We also analysed synergestic/additive effect of multiple SNPs in the RAS genes for pharmacogenetic associations, in relation to ACEI and ARB in T2D patients. For this, we calculated a risk score in each patient, based on the presence of risk alleles of the RAS gene polymorphisms genotyped in our study. We observed that response to ACEI /ARB was associated with the number of risk alleles carried by an individual patient; patients with no or 1 risk allele with normoalbuminuria showed greater reduction in UAE, serum creatinine, and better preservation of eGFR with ACEI therapy. In patients with nephropathy, response to ACEI was not influenced by the number of risk alleles carried by an individual patient. However, response to ARB was better in those with risk score of 6 or 7 in micro /macroalbuminuric patients. To date, there is no published data on association of synergestic/additive effect of multiple SNPs in the RAS genes, with antiproteinuric response to ACEI and ARB therapy. Thus, our is the first results suggesting that the risk score analysis may be a good marker for clinical efficacy of ACEI and ARB therapy in T2D patients, depending on the status of proteinuria.

There are several strengths and some limitations of our study: we had ethnically homogenous diabetic subjects who were enrolled from a single center, thus avoiding phenotyping errors and bias. No regional differences in disease prevalence or allele frequency were observed between the two recruitment sites (Department of Endocrinology and Department of Nephrology, Post Graduate Institute of Medical Education and Research, Chandigarh). Also, as patients were seen at a tertiary hospital, they were well phenotyped, and could be followed for a long time.

The sample size was predetermined for studied variants to have a minimum power of 85% (power ranged from 86%-94% for selected polymorphisms of RAS), at a small effect size (0.1) and alpha level (0.05). Positive associations observed between RAS genotype and ACEI and ARB blocker do not seem to be due to chance, as this association persisted even after the influence of confounding factors was corrected.

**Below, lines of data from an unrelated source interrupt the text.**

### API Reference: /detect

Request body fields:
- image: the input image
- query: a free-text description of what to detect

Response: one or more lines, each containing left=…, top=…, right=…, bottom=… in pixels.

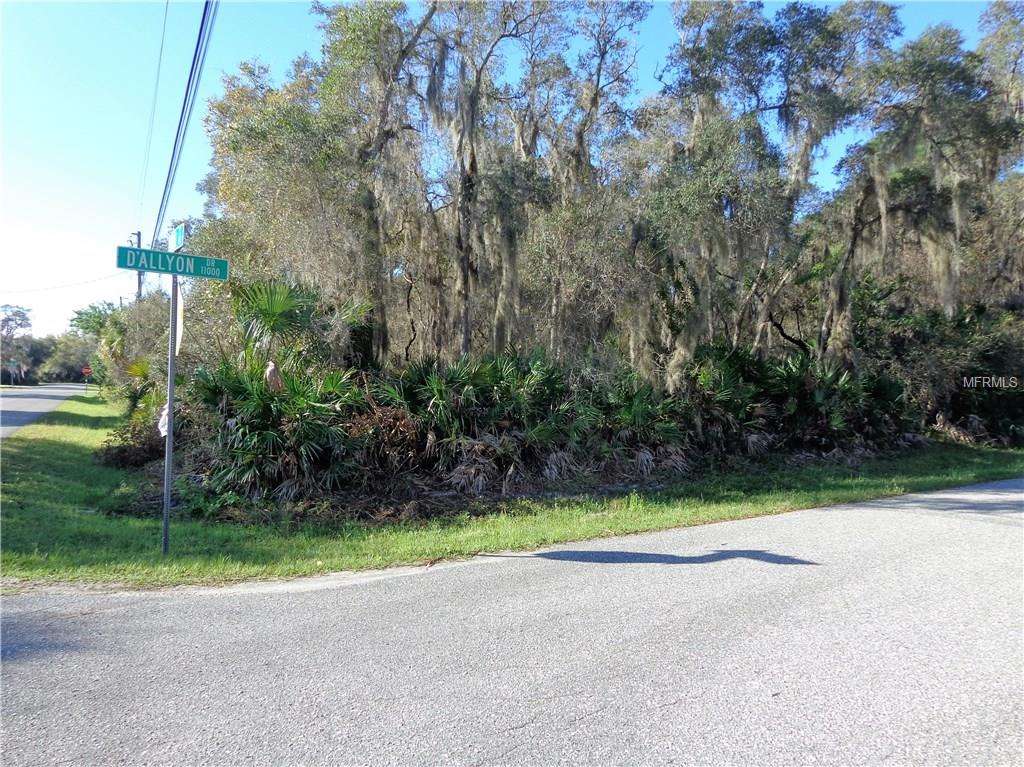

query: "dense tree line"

A limitation of our study might be that instead of prescribing any single ACEI (e.g. captopril, enalapril, lisinopril, ramipril) or ARB (e.g. telmisartan, valsartan, losartan, irbesartan) drug at a fixed dose, we rather checked reno-protective response to any ACEI and ARB therapy, which suggest that pharmacokinetic differences between individuals could also account for some variability in responsiveness. Moreover, as patients who switched medication were excluded from the study, the current analysis tends to favor well-responding patients. Also, response to treatment using risk scores was developed as an attempt at trying to quantify a polygenic association; however, an important limitation of this attempt is it assumes that each risk allele was given an identical effect size, which might affect the outcome of our results.

Our results suggest that ACE genotypes individually, and in interaction with other RAS single-nucleotide polymorphisms may be a good marker for clinical efficacy of ACEI and ARB therapy in T2D patients, depending on the status of proteinuria.

The study was carried out at Genomics Laboratory, PGIMER, Chandigarh, India. We are grateful to the volunteers of this study, the laboratory staff, and all who gave their time to take part in this study. No competing financial conflict of interest exists. All authors reviewed the manuscript. Prof. Madhu Khullar is the guarantor of this work and as such, had full access to all data in the study, and takes responsibility for the integrity of the data and the accuracy of the data analysis.